States and cities around the country have desperately slashed spending in the face of record budget deficits, including unpaving roads, shrinking schools, closing libraries, and even a failed attempt to decriminalize domestic violence.
The latest consequence of extreme austerity is in Highland Park, Michigan, which has not only turned off all of its streetlights, but also ripped out the light poles — a telling sign that its darkening of the streets is permanent. With an unemployment rate at 22 percent and a city debt of $58 million, Highland Park could no longer afford to pay the electric bills:
The city is $58 million in debt and has many more people than jobs, plus dozens of burned-out or vacant houses and buildings. With fewer than 12,000 residents, its population has dwindled to half the level from 20 years ago. Faced with a $4 million electric bill that required $60,000 monthly payments, Mayor Hubert Yopp asked the City Council to consider reducing lighting. Council members reluctantly approved it, even in an election year.
In Highland Park, “the median household income is $18,700, compared with $48,700 statewide.
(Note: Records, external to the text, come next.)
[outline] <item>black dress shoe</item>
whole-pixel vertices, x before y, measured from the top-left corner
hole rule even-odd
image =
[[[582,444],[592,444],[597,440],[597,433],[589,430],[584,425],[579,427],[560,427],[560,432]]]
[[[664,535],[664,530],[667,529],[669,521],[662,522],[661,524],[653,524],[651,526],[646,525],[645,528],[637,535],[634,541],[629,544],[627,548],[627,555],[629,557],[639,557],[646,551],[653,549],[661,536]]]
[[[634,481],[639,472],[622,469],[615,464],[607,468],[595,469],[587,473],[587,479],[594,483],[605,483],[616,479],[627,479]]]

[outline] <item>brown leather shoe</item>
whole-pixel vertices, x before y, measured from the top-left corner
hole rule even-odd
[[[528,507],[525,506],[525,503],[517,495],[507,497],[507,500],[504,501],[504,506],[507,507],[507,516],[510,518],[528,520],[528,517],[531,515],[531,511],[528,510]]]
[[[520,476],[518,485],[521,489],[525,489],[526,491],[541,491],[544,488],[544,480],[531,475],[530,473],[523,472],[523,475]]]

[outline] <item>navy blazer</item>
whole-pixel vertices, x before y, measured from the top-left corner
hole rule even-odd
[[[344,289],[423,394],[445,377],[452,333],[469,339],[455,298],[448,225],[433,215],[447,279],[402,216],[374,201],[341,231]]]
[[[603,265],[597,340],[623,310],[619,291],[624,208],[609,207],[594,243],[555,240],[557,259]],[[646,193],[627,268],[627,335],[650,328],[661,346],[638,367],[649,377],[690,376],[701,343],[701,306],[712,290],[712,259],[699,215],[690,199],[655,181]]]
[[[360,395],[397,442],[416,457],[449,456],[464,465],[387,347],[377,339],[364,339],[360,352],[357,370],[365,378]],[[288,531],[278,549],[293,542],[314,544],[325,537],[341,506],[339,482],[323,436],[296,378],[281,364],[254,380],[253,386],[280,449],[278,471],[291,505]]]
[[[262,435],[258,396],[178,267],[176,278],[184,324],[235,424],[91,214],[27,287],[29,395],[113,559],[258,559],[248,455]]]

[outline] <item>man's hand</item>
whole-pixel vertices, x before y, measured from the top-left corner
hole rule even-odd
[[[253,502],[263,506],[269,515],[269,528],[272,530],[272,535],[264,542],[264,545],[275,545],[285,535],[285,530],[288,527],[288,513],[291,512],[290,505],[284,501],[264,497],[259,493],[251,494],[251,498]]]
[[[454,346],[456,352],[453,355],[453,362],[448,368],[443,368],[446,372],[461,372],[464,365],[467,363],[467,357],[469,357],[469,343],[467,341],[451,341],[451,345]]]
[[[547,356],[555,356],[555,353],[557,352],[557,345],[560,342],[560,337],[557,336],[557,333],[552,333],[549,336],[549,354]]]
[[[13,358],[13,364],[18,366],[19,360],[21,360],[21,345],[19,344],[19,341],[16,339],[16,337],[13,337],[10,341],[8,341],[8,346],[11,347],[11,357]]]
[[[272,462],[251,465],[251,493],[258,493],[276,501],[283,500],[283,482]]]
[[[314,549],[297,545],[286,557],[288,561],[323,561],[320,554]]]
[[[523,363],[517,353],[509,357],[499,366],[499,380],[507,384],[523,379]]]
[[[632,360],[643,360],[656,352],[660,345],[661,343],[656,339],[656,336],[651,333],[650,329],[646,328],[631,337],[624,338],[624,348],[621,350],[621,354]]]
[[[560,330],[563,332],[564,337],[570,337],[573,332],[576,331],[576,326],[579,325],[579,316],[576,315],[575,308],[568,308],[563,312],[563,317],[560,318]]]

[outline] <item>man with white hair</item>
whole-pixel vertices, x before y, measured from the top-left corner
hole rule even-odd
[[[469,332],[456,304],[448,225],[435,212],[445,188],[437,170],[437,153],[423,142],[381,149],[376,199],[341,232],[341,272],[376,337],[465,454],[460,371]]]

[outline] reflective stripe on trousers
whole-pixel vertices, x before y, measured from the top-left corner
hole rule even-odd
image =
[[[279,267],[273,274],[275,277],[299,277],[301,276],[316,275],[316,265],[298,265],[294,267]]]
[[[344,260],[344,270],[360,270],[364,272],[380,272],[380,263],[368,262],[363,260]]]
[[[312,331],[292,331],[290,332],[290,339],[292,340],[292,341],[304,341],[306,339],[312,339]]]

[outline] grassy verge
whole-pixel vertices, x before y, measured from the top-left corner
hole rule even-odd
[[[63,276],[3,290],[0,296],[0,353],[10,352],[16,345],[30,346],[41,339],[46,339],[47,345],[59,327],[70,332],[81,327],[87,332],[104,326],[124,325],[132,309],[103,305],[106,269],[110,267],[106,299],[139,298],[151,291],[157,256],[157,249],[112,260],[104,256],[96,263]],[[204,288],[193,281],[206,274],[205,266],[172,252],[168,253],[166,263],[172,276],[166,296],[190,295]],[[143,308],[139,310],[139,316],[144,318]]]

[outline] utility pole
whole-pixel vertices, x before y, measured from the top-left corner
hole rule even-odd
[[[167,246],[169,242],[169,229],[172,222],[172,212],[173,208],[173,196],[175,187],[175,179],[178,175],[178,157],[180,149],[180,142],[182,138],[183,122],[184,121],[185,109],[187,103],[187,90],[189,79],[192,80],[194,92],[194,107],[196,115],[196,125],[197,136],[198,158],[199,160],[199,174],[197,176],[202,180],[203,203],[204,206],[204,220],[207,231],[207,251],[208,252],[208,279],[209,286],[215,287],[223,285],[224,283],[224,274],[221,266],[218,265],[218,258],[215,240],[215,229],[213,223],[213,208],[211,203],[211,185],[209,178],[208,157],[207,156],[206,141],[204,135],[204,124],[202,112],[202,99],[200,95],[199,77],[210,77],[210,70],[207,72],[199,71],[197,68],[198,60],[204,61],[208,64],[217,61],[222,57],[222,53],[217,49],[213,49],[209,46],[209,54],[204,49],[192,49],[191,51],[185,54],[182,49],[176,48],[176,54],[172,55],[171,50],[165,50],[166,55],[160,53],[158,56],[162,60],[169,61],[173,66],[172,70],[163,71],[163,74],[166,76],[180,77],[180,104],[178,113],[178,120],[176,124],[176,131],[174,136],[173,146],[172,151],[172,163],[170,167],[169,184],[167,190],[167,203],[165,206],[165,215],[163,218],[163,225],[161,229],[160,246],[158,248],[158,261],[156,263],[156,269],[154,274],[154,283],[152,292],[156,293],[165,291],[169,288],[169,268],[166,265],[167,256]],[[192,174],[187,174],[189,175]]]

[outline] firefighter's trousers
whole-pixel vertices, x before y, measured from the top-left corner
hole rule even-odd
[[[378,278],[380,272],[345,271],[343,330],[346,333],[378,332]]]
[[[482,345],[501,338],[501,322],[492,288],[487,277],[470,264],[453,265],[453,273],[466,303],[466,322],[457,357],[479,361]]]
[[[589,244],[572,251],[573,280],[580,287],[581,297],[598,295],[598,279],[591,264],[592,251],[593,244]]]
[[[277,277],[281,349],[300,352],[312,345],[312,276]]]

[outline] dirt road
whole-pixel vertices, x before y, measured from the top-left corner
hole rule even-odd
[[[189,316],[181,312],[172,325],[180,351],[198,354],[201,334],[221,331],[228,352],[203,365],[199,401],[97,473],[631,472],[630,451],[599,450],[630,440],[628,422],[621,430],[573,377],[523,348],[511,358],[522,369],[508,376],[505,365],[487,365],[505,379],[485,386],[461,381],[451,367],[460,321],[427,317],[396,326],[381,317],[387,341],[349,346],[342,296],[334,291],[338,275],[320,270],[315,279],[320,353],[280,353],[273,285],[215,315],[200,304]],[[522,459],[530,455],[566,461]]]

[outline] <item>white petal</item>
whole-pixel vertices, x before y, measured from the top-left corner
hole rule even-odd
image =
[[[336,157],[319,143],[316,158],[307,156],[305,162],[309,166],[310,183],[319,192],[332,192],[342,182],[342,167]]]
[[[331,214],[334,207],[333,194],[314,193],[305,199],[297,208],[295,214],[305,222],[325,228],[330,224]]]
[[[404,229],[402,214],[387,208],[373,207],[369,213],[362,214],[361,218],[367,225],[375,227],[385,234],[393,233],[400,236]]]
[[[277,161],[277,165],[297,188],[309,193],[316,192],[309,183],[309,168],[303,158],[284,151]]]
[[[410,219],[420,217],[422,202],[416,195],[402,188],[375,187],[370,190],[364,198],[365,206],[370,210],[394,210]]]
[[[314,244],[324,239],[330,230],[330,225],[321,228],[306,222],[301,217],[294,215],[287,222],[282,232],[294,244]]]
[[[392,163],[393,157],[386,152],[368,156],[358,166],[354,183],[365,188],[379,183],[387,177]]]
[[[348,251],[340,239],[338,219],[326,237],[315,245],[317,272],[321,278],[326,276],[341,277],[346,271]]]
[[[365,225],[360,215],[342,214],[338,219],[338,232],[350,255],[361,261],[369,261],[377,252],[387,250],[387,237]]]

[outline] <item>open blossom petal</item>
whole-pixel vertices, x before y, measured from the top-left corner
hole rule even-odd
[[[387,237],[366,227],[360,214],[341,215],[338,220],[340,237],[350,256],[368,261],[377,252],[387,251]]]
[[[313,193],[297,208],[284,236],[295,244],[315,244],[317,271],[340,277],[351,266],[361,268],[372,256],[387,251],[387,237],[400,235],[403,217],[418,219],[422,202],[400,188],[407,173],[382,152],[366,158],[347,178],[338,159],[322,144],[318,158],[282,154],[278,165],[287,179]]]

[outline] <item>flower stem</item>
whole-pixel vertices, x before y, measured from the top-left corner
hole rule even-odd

And 42 percent of the city’s residents live in poverty.” The city has seen a precipitous drop in population over the last few decades.
The drastic measure arrives just after Michigan’s 2011-12 state budget went into effect Oct. 1 — a budget that cuts millions of dollars in funding to cities and schools. Michigan had its own budget crisis to close. However, Gov. Rick Snyder (R) and the GOP-led legislature felt it could afford a $1.7 billion tax cut to businesses, even as the state cut $400 million in school and city aid. Snyder’s budget shifts the economic burden entirely to low-income residents by cutting 86 percent of business taxes, as it slashed the social safety net.